Można podjąć próbę odpowiedzi na pytanie, dlaczego niektóre gry zdobywają olbrzymią popularność, podczas gdy inne są chwalone tylko przez nielicznych. Prawdopodobnie jest to spowodowane omawianym fenomenem. Istnieją projekcje powszechne, które towarzyszą niemal każdemu człowiekowi, są również takie, które posiada część ludzi i tylko oni potrafią "ożywić" pewne typy gier.
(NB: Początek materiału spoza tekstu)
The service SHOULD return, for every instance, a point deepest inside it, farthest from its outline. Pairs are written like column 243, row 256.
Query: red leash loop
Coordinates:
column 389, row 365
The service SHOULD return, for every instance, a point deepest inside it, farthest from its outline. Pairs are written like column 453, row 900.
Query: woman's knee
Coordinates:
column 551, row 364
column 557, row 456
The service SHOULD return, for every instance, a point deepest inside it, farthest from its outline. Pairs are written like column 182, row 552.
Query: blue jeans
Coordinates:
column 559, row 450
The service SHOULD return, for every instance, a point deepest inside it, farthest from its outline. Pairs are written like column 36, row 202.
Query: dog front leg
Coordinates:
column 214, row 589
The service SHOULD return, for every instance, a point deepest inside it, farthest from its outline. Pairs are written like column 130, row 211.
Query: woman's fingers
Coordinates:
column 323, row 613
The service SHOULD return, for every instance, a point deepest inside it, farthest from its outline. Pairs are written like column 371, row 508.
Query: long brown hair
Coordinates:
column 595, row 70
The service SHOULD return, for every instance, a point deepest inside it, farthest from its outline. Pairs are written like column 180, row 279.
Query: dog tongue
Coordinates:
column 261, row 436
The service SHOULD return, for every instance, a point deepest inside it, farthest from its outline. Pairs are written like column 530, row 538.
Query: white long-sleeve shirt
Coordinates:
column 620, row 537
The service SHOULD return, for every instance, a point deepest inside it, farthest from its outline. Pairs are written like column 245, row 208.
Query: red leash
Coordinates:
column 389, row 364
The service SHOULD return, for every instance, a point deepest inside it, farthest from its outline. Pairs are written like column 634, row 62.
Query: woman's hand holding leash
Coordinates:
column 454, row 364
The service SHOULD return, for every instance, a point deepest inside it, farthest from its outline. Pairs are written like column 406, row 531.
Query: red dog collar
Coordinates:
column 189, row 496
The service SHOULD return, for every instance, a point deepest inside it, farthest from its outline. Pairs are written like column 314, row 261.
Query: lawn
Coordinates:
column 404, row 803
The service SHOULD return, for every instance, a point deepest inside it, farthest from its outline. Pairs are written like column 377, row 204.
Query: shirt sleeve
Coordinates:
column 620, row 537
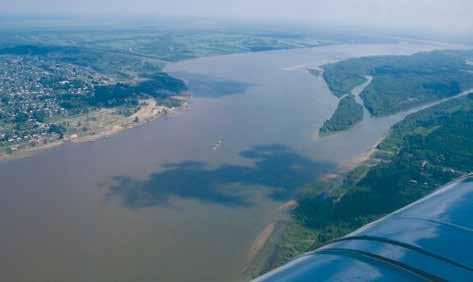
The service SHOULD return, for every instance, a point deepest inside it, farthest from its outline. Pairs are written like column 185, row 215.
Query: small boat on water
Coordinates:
column 218, row 144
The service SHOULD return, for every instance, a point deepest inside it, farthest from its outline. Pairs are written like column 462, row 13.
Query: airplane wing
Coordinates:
column 429, row 240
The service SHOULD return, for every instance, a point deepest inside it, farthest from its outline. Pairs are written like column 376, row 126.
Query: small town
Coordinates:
column 34, row 94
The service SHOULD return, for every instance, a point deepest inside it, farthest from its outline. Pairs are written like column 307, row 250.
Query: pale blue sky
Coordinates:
column 431, row 15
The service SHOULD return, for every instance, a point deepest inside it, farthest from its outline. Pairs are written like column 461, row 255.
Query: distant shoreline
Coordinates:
column 147, row 113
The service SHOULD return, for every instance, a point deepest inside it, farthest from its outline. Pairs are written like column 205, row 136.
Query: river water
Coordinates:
column 182, row 198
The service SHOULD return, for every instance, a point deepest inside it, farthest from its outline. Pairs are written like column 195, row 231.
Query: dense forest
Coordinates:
column 347, row 114
column 402, row 82
column 423, row 152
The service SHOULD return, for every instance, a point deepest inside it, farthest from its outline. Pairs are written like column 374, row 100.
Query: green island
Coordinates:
column 347, row 114
column 426, row 150
column 401, row 83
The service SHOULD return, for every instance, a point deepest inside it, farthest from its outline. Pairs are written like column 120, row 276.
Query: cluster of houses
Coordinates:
column 31, row 93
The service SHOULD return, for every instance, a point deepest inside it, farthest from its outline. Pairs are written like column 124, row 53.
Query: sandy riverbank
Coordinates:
column 148, row 112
Dlaczego gatunek FPP cieszy się tak wielką popularnością? Można odpowiedzieć, że pociągają w nim tempo, emocje, wrażenie uczestniczenia w rzeczywistej walce, adrenalina itd. Można też inaczej: gry FPP rozgrywają się z reguły w skomplikowanych kompleksach urbanistycznych wywodzących się w prostej linii z mitycznych labiryntów. Labirynt jest podstawowym symbolem podświadomości obrazującym drogę do wnętrza duszy. Jego obraz pojawia się w snach i twórczości ludzi drążących zakamarki swojej psychiki. Wędrówka przez jego meandry fascynuje i hipnotyzuje. Być może stąd wzięła się popularność pierwszych "dungeonów", a po nich Quake'ów, Unreal'ów i Counter Strike'ów. Gry FPP oddziałują na nas jeszcze w inny sposób. Jest w nich aktywowany archetyp wojownika. Termin "archetyp" oznacza strukturę psychiczną wspólną wszystkim ludziom, usytuowaną w głębokich warstwach podświadomości. Archetyp wojownika to ta część duszy, która od zarania dziejów uczona była sztuki przeżycia poprzez walkę, podstęp i ucieczkę. Rozgrywki FPP przypominają o tej zapomnianej warstwie psychiki i reaktywują ją. Dzięki nim mamy okazję upodobnić się do naszych pradziadów i przez chwilę zanurzyć się w transie przetrwania.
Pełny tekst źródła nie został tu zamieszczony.